No data exists on how many schools still offer nap time, says Peg Oliveira, executive director of the Gesell Institute of Child Development. However, it is now one of a number of practices that were once considered normal in early childhood classrooms but have been traded for academic activities, she adds.

While not all young children may need to nap, virtually all would benefit academically from taking a pause to process information, Oliveira says. This is in line with research that shows the benefits of mindfulness and meditation.

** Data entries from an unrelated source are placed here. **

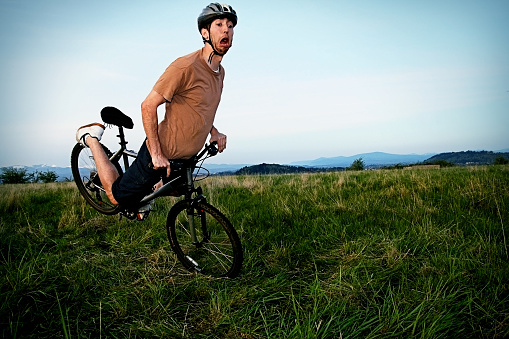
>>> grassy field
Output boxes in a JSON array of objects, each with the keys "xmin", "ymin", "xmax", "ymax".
[{"xmin": 1, "ymin": 166, "xmax": 508, "ymax": 338}]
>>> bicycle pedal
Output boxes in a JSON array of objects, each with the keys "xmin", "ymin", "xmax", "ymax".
[
  {"xmin": 136, "ymin": 211, "xmax": 150, "ymax": 221},
  {"xmin": 119, "ymin": 211, "xmax": 137, "ymax": 221},
  {"xmin": 135, "ymin": 200, "xmax": 153, "ymax": 221}
]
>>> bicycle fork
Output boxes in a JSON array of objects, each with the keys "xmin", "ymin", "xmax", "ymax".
[
  {"xmin": 186, "ymin": 167, "xmax": 200, "ymax": 245},
  {"xmin": 185, "ymin": 167, "xmax": 210, "ymax": 247},
  {"xmin": 185, "ymin": 206, "xmax": 210, "ymax": 273}
]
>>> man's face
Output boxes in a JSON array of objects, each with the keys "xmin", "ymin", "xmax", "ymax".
[{"xmin": 204, "ymin": 18, "xmax": 234, "ymax": 55}]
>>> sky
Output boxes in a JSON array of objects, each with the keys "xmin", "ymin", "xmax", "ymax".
[{"xmin": 0, "ymin": 0, "xmax": 508, "ymax": 167}]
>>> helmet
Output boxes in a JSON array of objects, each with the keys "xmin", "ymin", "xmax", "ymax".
[{"xmin": 198, "ymin": 3, "xmax": 237, "ymax": 31}]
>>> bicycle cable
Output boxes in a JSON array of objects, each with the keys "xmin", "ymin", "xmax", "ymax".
[{"xmin": 193, "ymin": 155, "xmax": 212, "ymax": 182}]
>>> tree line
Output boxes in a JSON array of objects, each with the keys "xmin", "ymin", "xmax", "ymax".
[
  {"xmin": 233, "ymin": 158, "xmax": 366, "ymax": 175},
  {"xmin": 2, "ymin": 150, "xmax": 507, "ymax": 182},
  {"xmin": 425, "ymin": 150, "xmax": 509, "ymax": 165},
  {"xmin": 0, "ymin": 168, "xmax": 59, "ymax": 184}
]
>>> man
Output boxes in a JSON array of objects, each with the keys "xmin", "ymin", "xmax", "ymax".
[{"xmin": 75, "ymin": 3, "xmax": 237, "ymax": 209}]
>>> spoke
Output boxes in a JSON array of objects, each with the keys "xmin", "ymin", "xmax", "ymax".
[
  {"xmin": 202, "ymin": 245, "xmax": 233, "ymax": 272},
  {"xmin": 203, "ymin": 243, "xmax": 234, "ymax": 261},
  {"xmin": 177, "ymin": 220, "xmax": 192, "ymax": 237}
]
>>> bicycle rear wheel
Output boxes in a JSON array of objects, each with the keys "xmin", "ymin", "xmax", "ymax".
[
  {"xmin": 167, "ymin": 200, "xmax": 243, "ymax": 278},
  {"xmin": 71, "ymin": 143, "xmax": 122, "ymax": 215}
]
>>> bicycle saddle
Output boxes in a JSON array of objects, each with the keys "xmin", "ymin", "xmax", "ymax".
[{"xmin": 100, "ymin": 106, "xmax": 134, "ymax": 129}]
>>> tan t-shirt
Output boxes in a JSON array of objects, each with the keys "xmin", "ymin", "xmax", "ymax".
[{"xmin": 153, "ymin": 49, "xmax": 224, "ymax": 159}]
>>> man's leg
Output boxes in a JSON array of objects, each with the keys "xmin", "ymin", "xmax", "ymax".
[
  {"xmin": 76, "ymin": 123, "xmax": 119, "ymax": 205},
  {"xmin": 86, "ymin": 137, "xmax": 120, "ymax": 205}
]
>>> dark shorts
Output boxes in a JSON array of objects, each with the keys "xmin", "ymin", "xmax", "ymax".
[{"xmin": 112, "ymin": 141, "xmax": 162, "ymax": 209}]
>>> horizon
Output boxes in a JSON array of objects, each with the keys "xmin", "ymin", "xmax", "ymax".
[
  {"xmin": 1, "ymin": 1, "xmax": 508, "ymax": 167},
  {"xmin": 4, "ymin": 147, "xmax": 509, "ymax": 169}
]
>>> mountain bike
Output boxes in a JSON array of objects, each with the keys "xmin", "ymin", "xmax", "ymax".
[{"xmin": 70, "ymin": 106, "xmax": 242, "ymax": 278}]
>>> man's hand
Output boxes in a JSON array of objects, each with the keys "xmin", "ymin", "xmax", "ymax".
[
  {"xmin": 151, "ymin": 154, "xmax": 171, "ymax": 177},
  {"xmin": 210, "ymin": 129, "xmax": 227, "ymax": 152}
]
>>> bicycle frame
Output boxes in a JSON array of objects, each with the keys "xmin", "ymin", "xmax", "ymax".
[
  {"xmin": 73, "ymin": 106, "xmax": 242, "ymax": 277},
  {"xmin": 106, "ymin": 122, "xmax": 217, "ymax": 228}
]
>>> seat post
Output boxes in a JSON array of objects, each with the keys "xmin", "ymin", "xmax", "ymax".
[{"xmin": 117, "ymin": 126, "xmax": 129, "ymax": 170}]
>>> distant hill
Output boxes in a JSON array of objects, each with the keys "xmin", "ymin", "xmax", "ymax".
[
  {"xmin": 199, "ymin": 163, "xmax": 248, "ymax": 173},
  {"xmin": 425, "ymin": 151, "xmax": 509, "ymax": 165},
  {"xmin": 236, "ymin": 150, "xmax": 509, "ymax": 175},
  {"xmin": 291, "ymin": 152, "xmax": 434, "ymax": 168},
  {"xmin": 3, "ymin": 149, "xmax": 508, "ymax": 181},
  {"xmin": 235, "ymin": 163, "xmax": 344, "ymax": 175}
]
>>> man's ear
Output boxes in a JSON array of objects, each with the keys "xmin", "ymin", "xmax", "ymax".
[{"xmin": 201, "ymin": 28, "xmax": 209, "ymax": 40}]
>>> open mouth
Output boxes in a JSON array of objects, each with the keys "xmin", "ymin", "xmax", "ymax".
[{"xmin": 220, "ymin": 37, "xmax": 229, "ymax": 46}]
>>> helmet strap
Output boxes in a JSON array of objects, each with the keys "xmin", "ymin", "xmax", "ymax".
[
  {"xmin": 206, "ymin": 40, "xmax": 224, "ymax": 64},
  {"xmin": 203, "ymin": 29, "xmax": 225, "ymax": 64}
]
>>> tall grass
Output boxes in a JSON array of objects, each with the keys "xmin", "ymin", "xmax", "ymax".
[{"xmin": 1, "ymin": 166, "xmax": 508, "ymax": 338}]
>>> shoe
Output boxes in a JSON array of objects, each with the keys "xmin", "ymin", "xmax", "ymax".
[{"xmin": 76, "ymin": 123, "xmax": 105, "ymax": 147}]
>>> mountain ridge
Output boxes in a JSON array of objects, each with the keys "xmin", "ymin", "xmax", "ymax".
[
  {"xmin": 290, "ymin": 151, "xmax": 436, "ymax": 168},
  {"xmin": 3, "ymin": 149, "xmax": 508, "ymax": 180}
]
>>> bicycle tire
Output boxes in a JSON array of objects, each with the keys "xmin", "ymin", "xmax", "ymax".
[
  {"xmin": 167, "ymin": 200, "xmax": 243, "ymax": 278},
  {"xmin": 71, "ymin": 143, "xmax": 123, "ymax": 215}
]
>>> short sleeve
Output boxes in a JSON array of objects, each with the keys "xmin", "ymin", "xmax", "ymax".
[{"xmin": 153, "ymin": 64, "xmax": 186, "ymax": 102}]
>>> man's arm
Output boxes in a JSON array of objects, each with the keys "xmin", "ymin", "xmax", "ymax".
[
  {"xmin": 141, "ymin": 90, "xmax": 171, "ymax": 177},
  {"xmin": 210, "ymin": 125, "xmax": 227, "ymax": 152}
]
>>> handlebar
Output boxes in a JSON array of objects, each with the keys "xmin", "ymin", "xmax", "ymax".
[{"xmin": 196, "ymin": 141, "xmax": 218, "ymax": 159}]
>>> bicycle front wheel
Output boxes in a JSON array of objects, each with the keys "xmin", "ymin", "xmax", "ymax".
[
  {"xmin": 71, "ymin": 143, "xmax": 122, "ymax": 215},
  {"xmin": 167, "ymin": 200, "xmax": 243, "ymax": 278}
]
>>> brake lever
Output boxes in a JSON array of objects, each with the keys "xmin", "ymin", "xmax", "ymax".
[{"xmin": 208, "ymin": 142, "xmax": 218, "ymax": 156}]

Students from the most vulnerable backgrounds need those breaks the most, Oliveira says. “Kids who have grown up in environments colored by trauma have different brains,” she says. “Many may not get enough hours of replenishing rest at night. They arrive at school already in need of rest. Naps allow kids who come a little tired to catch up, and have a space that’s quiet and safe and calm.”

Changing the sleep conversation

While there are no federal policies regarding nap time, districts face challenges in finding the time and ensuring that they have the space, cots and setup in place, Oliveira says.

Schools that still let students nap often do not take it seriously, and such periods are often noisy and not overseen by the primary teacher, says Spencer, of UMass Amherst.

However, the conversation around sleep in schools is beginning to turn, Spencer says. For example, many high schools have delayed school start times to better match the circadian rhythms of teens. Now, schools must turn their attention to the youngest students, she says.

“Good sleep habits are building the cognitive foundations for a lifetime of good academic performance,” Spencer says.